You know scatterplots—those sprinkles of points that help you get an initial sense for how two variables relate to one another. If you have data to analyze, you’ll probably be making a scatterplot sooner or later. In this post, I’ll run through seven ways to make scatterplots using a variety of tools in Excel, Python, and R. I’ll always use the same data, so you can easily compare and decide what works for you.
The data I’m using is well known to students of data science: it’s the diamonds dataset that comes with ggplot2, a data visualization library for R (and also used in Python). You can download a copy from GitHub or access it directly when using ggplot2. Here’s the rundown:
- It contains got over 53,000 rows and 10 columns.
- Each row represents a diamond.
- The columns represent features of those diamonds: cut, color, clarity, carat weight, price, and dimensions.
Today I’m interested in the relationship between carat weight and price. I want to get a general sense of how these variables are related, so I’m going to plot carat weight on the x-axis and price on the y-axis. From time to time I’ll add in another variable—cut—as a color code applied to the points.

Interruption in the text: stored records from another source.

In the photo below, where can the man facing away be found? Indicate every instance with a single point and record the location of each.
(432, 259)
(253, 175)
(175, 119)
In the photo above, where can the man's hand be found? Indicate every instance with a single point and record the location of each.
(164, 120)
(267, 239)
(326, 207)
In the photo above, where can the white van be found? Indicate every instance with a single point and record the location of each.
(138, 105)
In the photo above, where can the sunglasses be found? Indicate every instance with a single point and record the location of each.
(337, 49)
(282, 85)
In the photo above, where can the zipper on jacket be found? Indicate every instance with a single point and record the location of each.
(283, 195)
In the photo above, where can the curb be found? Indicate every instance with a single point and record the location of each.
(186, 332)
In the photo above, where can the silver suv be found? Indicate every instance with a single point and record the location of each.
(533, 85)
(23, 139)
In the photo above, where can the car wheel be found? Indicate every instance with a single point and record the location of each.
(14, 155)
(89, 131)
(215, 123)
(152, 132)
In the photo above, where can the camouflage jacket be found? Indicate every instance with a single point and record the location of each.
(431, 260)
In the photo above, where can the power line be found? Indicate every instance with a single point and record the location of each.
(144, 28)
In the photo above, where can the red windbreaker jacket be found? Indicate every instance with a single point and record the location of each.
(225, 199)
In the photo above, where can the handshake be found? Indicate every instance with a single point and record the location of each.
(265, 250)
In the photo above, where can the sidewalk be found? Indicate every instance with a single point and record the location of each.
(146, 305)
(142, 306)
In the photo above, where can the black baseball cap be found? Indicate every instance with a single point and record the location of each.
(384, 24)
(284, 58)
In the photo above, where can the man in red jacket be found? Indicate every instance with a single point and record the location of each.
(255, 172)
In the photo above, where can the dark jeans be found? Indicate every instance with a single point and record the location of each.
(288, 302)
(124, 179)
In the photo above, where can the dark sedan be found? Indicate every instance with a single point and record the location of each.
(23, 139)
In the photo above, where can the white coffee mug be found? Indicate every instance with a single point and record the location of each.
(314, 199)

I’m not doing any cleaning or preprocessing of the data, just diving in for a quick look. Let’s go!
Good ol’ Microsoft Excel and I have had a lot of quality time together in the last decade. I used it a bunch while analyzing data as part of my dissertation research. I used it in my last job to wrangle museum and library collections metadata. Let’s see what my old pal can do with 53,000 diamonds.
Not bad for a start! I selected this style from among the templates because the points were a little transparent, which can help us see where they pile up. The version of Excel I’m using has a convenient button to let me add elements like axis titles piecemeal, which is kind of nice. I thought about plotting the data again with a color code for cut, but it’s not easy to add an aesthetic element like that to a plot if your data isn’t already structured in a particular way. Instead, I decided to move on and see what I could do in Python.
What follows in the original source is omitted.